L’udienza preliminare ha operato una valutazione critica dell’inchiesta condotta dal pubblico ministero della Procura di Lecce, Donatina Buffelli, e della Guardia di finanza: per 30 contestazioni la commercialista Gabellone, Foggetti, Presta, Salvatore Minerva, Dario Minerva, Pasquale Coppola, Anna Paola Sorrenti, Giancarlo Cardignan, Mauro Falermo e Vito Quarta sono stati assolti con la formula “perché il fatto non costituisce reato” poiché l‘evasione fiscale contestata non ha superato - ha ritenuto questo la gup Vergine - la soglia dei 50mila euro e dunque non è penalmente rilevante. Ed ancora, un capo di imputazione riguardante ancora la Gabellone e Vito Quarta è stato dichiarato prescritto. Caduta anche l’accusa di truffa: derubricato in compensazione indebita ma non avente rilevanza penale - ha detto l’udienza preliminare - perché i crediti inesistenti compensati non superano i 50mila euro.

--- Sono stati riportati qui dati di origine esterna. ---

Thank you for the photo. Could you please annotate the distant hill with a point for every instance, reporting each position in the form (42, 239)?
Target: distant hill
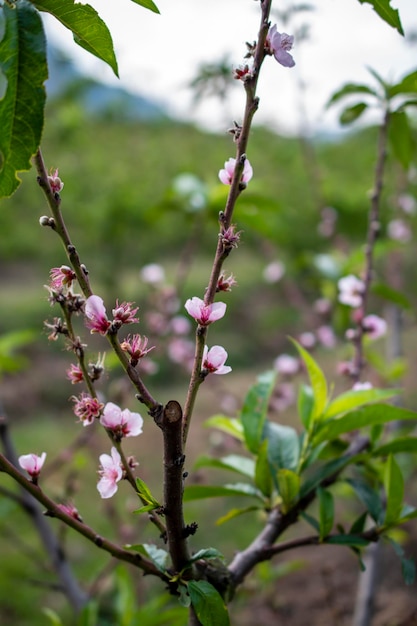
(66, 80)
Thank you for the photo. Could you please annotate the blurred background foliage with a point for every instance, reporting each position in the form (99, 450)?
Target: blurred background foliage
(145, 191)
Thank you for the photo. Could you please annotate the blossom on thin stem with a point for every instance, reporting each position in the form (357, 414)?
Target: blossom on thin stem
(87, 408)
(32, 463)
(214, 361)
(203, 313)
(110, 472)
(122, 423)
(279, 45)
(96, 314)
(226, 175)
(61, 277)
(124, 313)
(55, 182)
(351, 291)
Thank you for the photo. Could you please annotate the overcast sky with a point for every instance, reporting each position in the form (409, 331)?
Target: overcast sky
(158, 54)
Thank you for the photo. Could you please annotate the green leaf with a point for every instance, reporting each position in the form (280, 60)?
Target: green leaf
(233, 462)
(305, 405)
(370, 498)
(235, 513)
(199, 492)
(387, 13)
(354, 399)
(206, 553)
(229, 425)
(255, 408)
(326, 512)
(394, 488)
(283, 446)
(401, 138)
(145, 495)
(366, 416)
(158, 556)
(208, 604)
(348, 90)
(351, 113)
(89, 30)
(263, 478)
(347, 540)
(23, 68)
(392, 295)
(288, 487)
(148, 4)
(317, 381)
(89, 614)
(401, 444)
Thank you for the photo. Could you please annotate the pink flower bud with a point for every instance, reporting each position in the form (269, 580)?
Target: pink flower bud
(32, 463)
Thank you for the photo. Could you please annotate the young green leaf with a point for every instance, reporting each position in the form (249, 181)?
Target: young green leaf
(23, 68)
(263, 478)
(387, 13)
(208, 604)
(88, 29)
(199, 492)
(366, 416)
(317, 381)
(326, 512)
(354, 399)
(255, 408)
(148, 4)
(288, 487)
(394, 488)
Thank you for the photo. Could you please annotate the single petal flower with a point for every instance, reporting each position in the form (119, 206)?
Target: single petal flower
(203, 313)
(96, 314)
(111, 472)
(374, 326)
(351, 289)
(279, 44)
(226, 174)
(122, 423)
(87, 408)
(32, 463)
(214, 360)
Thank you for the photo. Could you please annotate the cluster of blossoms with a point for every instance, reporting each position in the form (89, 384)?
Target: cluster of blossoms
(96, 314)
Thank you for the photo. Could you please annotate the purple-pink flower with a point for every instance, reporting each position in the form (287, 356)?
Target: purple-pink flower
(32, 463)
(122, 423)
(279, 44)
(214, 360)
(110, 472)
(374, 326)
(203, 313)
(226, 174)
(96, 314)
(87, 408)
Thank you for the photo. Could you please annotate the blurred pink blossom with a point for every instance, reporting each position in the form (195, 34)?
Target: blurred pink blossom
(226, 174)
(122, 423)
(111, 472)
(351, 289)
(279, 44)
(203, 313)
(87, 408)
(214, 360)
(95, 312)
(32, 463)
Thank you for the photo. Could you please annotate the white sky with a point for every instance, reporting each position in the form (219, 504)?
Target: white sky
(158, 54)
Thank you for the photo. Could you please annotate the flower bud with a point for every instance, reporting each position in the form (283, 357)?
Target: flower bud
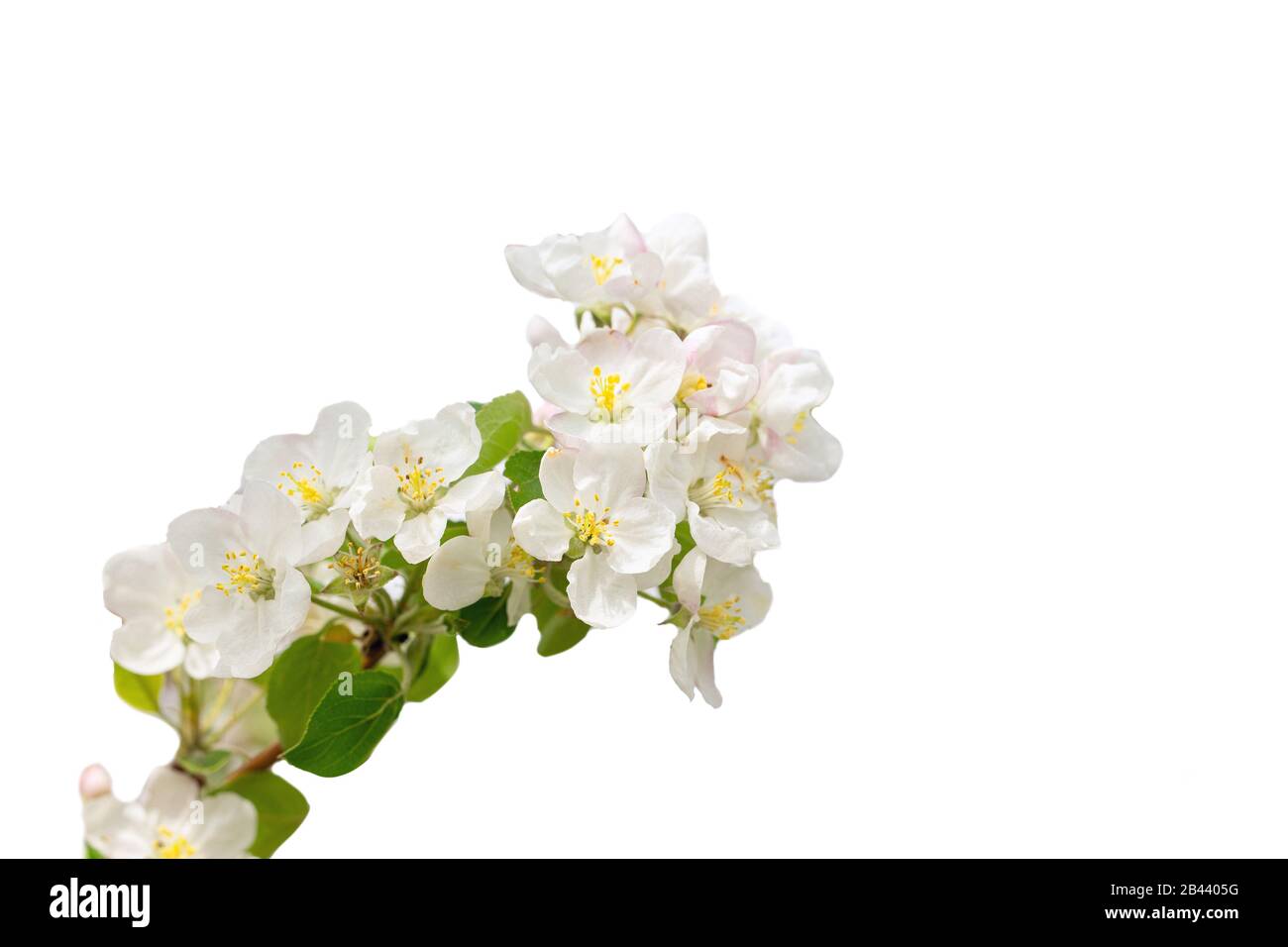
(94, 783)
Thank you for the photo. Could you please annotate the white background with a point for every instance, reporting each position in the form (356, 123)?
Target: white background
(1039, 611)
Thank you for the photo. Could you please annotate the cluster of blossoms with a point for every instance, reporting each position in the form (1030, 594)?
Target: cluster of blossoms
(333, 586)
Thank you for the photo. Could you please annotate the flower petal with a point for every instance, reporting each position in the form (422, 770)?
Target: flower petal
(321, 538)
(655, 368)
(643, 531)
(732, 535)
(146, 646)
(417, 538)
(458, 574)
(375, 505)
(608, 474)
(562, 376)
(542, 531)
(142, 582)
(597, 594)
(484, 491)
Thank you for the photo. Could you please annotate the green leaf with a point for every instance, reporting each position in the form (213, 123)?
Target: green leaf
(559, 628)
(205, 763)
(484, 624)
(301, 674)
(501, 423)
(142, 692)
(433, 660)
(684, 536)
(394, 560)
(348, 723)
(279, 806)
(522, 470)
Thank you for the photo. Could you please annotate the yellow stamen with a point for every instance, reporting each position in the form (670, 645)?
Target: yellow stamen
(170, 845)
(692, 384)
(606, 389)
(174, 615)
(724, 620)
(419, 482)
(603, 266)
(248, 575)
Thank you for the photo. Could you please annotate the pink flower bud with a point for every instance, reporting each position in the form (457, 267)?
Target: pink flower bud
(94, 783)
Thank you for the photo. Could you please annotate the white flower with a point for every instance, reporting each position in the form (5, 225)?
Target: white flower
(593, 502)
(793, 382)
(245, 564)
(151, 591)
(482, 562)
(412, 488)
(724, 492)
(720, 375)
(612, 388)
(772, 335)
(606, 266)
(719, 602)
(168, 819)
(684, 294)
(314, 471)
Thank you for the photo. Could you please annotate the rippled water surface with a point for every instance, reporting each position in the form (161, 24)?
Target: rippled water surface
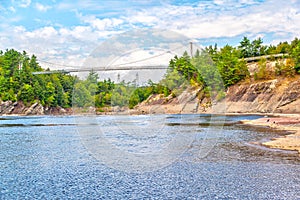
(136, 157)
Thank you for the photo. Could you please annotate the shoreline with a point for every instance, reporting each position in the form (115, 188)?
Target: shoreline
(280, 121)
(285, 122)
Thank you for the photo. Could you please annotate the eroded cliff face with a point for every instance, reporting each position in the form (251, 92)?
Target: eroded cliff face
(272, 96)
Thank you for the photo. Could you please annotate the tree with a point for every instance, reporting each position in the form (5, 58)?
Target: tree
(245, 48)
(231, 68)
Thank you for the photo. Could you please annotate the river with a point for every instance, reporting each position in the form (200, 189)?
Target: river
(142, 157)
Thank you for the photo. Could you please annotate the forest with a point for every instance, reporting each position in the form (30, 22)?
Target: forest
(212, 68)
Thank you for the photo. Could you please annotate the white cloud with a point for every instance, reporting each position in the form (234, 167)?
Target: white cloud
(24, 3)
(12, 9)
(203, 20)
(41, 7)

Ciò ha consentito di dichiarare il non luogo a procedere per 16 imputati (35 gli imputati arrivati alla soglia dell’udienza preliminare).

Due condanne ed un'assoluzione

Altri tre imputati hanno scelto il rito abbreviato, due le condanne ed una l’assoluzione. Otto mesi di reclusione per Francesco La Stella e dieci mesi per Fabio Macchia, con le attenuanti generiche e la riduzione di un terzo della pena prevista dal rito.

Le accuse

Il processo in aula dovrà invece dire se è vero che la commercialista abbia avuto il ruolo di regista delle evasioni fiscali. E quale sarebbe stato il contributo offerto dal consulente del lavoro Foggetti, che risponde di cinque capi di imputazione. La professionista si deve difendere dall'accusa di avere presentato le dichiarazioni periodiche ed annuali ai fini del reddito e dell’Iva, di avere liquidato le imposte a debito-credito. Tutto questo -siamo sempre sul solo fronte dell’accusa - “con gli artifici e raggiri consistiti nell’operare indebite compensazioni delle somme da versare, redigendo e trasmettendo modelli F24 con indicazioni di crediti tributari inesistenti”, recita il capo di imputazione. Secondo questa ricostruzione la commercialista ed il consulente del lavoro avrebbero procurato profitti agli imprenditori causando un danno all’Erario: sarebbero stati così neutralizzati i versamenti di imposte e le tasse, ossia Iva, Irap, contributi previdenziali e ritenute Irpef a carico dei dipendenti. A difendere gli imputati, gli avvocati Gianfrancesco Palmieri, Rita Ciccarese, Andrea Starace, Christian Quarta, Alessandro Degli Atti, Alberto Corvaglia, Luigi Corvaglia, Daniela Faggiano, Giovanni Faggiano, Orazio Vesco e Danilo Spano.